Standard library for restoring process state and messages on restart

GuSuku · July 12, 2019, 4:17am

I am new to Elixir and have found some good resources (lie this one) on strategies for preserving state on restarting a failed process.

I would like to know what standard well-maintained libraries exist to help with this common need, before deciding to hand-rolling a custom one.

OvermindDL1 · July 12, 2019, 3:07pm

It’s all very situationally specific to what the process does and how it should handle failure, so if you have a specific example?

GuSuku · July 13, 2019, 3:22am

Thanks. An example would be where I have a state machine, instantiated one per user, reacting to events we are listening to for each user in the real world. In this case, when restoring failed processes tracking users, I want to lose neither the current state of that user nor the event queues (including the one being processes) waiting to be processed for that process.

This doesnt sound too specific or fancy. On the contrary, this sounds like something that would be a common requirement. Where am I wrong on this?

LostKobrakai · July 13, 2019, 4:35am

What if the current state or msg queue is the reason for the failure?

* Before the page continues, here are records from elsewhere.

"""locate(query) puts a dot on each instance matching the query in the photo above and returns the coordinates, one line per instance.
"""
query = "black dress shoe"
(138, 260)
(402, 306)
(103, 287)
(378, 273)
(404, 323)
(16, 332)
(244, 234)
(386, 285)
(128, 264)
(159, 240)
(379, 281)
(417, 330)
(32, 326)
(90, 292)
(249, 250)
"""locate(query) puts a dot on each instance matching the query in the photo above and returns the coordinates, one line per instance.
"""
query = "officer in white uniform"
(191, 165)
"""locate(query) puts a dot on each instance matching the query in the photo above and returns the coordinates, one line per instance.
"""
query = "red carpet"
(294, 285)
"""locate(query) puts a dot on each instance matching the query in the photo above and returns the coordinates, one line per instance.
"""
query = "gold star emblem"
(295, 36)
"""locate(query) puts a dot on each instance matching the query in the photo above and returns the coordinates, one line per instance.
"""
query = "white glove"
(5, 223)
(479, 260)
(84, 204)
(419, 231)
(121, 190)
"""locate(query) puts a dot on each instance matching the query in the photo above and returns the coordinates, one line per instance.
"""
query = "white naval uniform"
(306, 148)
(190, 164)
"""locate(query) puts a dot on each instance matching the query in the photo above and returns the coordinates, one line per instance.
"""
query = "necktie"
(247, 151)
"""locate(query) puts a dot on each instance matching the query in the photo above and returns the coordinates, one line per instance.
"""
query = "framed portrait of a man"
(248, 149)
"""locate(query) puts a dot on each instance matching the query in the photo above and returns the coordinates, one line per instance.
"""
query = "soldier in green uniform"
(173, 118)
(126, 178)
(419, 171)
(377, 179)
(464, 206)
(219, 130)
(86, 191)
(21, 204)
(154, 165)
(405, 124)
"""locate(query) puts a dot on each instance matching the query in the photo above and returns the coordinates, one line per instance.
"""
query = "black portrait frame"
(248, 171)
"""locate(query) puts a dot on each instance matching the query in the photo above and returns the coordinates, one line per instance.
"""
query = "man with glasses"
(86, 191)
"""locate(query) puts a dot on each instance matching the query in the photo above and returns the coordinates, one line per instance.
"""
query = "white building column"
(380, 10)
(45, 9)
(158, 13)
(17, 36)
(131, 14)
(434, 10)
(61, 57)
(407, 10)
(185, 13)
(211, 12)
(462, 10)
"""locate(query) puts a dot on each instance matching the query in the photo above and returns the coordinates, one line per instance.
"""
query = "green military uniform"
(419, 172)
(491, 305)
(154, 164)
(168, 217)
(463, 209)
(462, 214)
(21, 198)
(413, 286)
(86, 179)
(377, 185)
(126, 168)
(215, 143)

One central requirement for the self healing properties of the beam is to always start a process into a known to work state, which you don‘t do if you keep state or messages around.

GuSuku · July 13, 2019, 4:51am

One (partial) solution would be to replay it on restart, only for a fixed number of times, after which the offset moves to the next message.

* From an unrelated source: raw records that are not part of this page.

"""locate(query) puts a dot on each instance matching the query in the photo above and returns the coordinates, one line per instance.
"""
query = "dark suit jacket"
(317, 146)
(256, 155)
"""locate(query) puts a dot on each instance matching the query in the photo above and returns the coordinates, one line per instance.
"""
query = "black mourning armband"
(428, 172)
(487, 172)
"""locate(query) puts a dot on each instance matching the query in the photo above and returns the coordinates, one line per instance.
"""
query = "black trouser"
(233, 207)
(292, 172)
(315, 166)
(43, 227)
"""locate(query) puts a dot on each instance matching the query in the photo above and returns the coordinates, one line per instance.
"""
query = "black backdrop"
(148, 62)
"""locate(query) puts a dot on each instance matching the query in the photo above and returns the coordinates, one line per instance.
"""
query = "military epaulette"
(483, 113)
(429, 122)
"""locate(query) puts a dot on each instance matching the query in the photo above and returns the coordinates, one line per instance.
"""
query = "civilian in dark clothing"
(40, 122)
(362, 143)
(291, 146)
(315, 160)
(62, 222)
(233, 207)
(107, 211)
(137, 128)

LostKobrakai · July 13, 2019, 5:06am

This requires the fact that you can safely discard messages, so it doesn’t invalidate the following messages.

Also keep in mind that a process might be restarted not because its own state/queue had problems within the process boundries, but it might be part of a bigger supervision tree, which doesn’t work with the current state and therefore some supervisor above the current process does initiate the restart. So to your process things can seems very fine, but if another process has problems with your process’s state you still need to have a way to resolve the problem.

tty · July 13, 2019, 5:11pm

IMHO this isn’t that much a common need and unfortunately the devil is in the details. I’ve had coded this maybe trice and each instance there wasn’t much commonality besides the grand idea of storing/restoring state.

I suspect you would be hand-rolling your own solution.